Especially since these are not even drop cookies…these are roll into balls and then roll in cinnamon-sugar cookies.


But tasty.

What cookie did I make? Why Snickerdoodles, of course!

Now, you are probably asking, “Now, why, on God’s green earth, would you choose to make Snickerdoodles?”

Well, for those of you who are astute, you may have noticed the title.

James Whitcomb Riley…The Hoosier Poet… is my all-time favorite poet.

Not that I have many…I do also like Silverstein and Poe (very different from one another as well as Riley…once again illustrating my randomness).

And tomorrow is Riley’s birthday. And Snickerdoodles are (ok, were) his favorite cookie so we shall eat it on his birthday to celebrate him.

And I am always looking for an excuse to make some cookies…sometimes even ones sans le chocolat.

I bet you don’t even know the favorite cookie of your favorite poet, do you? I’m not trying to shame you or anything, but I am a little embarrassed for you about that.

As an aside, he shares a birthday with my favorite (and only…just to be clear) mom. So here’s a birthday shout-out to my mom…for whom I did not make her favorite cookies, but I will gladly share the ones I made for my favorite poet.

I know I have mentioned him before, but just in case you are unfamiliar (or if your child has not yet reach fourth grade in the state of Indiana and has yet gotten to experience Indiana History); it was in my own Indiana History curriculum (just a couple years ago) that I heard about him for the first time.

And I

So just in case you
  1. do not live in Indiana
  2. you live in Indiana but moved here only after you or your kiddos were in fourth grade
  3. you or your kiddos haven’t gotten to fourth grade yet
  4. some other option applies which covers the options I have inadvertently neglected

I am providing you with a link to a pre-made unit on James Whitcomb Riley. I didn’t put it together or anything, but only because someone else already had.

Ok, that might not be true. But I WOULD have done it, just for my adoring fans.

And just in case you DO take the time to read this, you may notice that it does include the exact recipe I include below, because it is the very recipe handed out by the docents at the James Whitcomb Riley home, located in Lockerbie Square in downtown Indianapolis.

Which I have visited.

More than once.

I’m certain you are shocked.

Now (in the spirit of my smooth transitions), I have a fun fact about my love of him and his poetry…and I am certain I have told this previously but it totally bears repeating.

(You’ll get that pun in a minute.
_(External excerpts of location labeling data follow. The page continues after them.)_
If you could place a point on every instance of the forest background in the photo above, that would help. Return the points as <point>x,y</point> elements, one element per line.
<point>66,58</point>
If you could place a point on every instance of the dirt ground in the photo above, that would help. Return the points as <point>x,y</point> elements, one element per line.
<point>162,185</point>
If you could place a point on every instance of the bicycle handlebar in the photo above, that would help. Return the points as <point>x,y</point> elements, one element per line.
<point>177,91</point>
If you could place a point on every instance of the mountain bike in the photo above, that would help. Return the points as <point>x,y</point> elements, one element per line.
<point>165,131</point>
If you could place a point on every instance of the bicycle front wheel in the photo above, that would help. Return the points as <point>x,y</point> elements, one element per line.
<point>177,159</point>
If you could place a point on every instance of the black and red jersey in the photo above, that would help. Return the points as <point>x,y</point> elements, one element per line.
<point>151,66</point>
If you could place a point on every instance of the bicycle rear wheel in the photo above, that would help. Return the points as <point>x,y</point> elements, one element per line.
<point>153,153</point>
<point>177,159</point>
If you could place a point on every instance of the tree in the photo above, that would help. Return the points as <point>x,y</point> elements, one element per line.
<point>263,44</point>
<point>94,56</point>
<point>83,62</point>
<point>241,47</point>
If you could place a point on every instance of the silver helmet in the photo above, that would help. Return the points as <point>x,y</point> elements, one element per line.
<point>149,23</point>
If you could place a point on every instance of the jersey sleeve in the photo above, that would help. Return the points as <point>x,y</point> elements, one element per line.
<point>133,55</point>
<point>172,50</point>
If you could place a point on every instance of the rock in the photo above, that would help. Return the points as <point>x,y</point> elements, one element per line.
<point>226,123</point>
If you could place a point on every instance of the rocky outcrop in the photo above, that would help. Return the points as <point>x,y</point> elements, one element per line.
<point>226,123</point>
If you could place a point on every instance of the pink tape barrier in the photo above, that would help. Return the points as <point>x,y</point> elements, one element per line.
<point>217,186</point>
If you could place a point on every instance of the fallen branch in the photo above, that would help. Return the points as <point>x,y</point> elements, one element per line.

Trust me…it is funny.)

In my eighth grade English class, during our poetry unit, we had to select our favorite poem to memorize and to recite in front of the class.

Now this may come as a surprise to some of you, but the teacher said “favorite” poem.


Not just any ole’ poem.


Because I am a stickler for the rules, I chose my favorite; while most students in the class (I won’t say “all” b/c I know some of them well and they are rule-followers like yours truly) were choosing the shortest, 4-line rhyming couplets they could find, I chose a 140-some line poem (which was really more like prose b/c it didn’t have any rhyme, or meter, or anything to it…you know, all those things which might have given aide to the memory work).

It is called “The Bear Story” (see why “it bears repeating” is funny…don’t worry, I’ll wait while you laugh).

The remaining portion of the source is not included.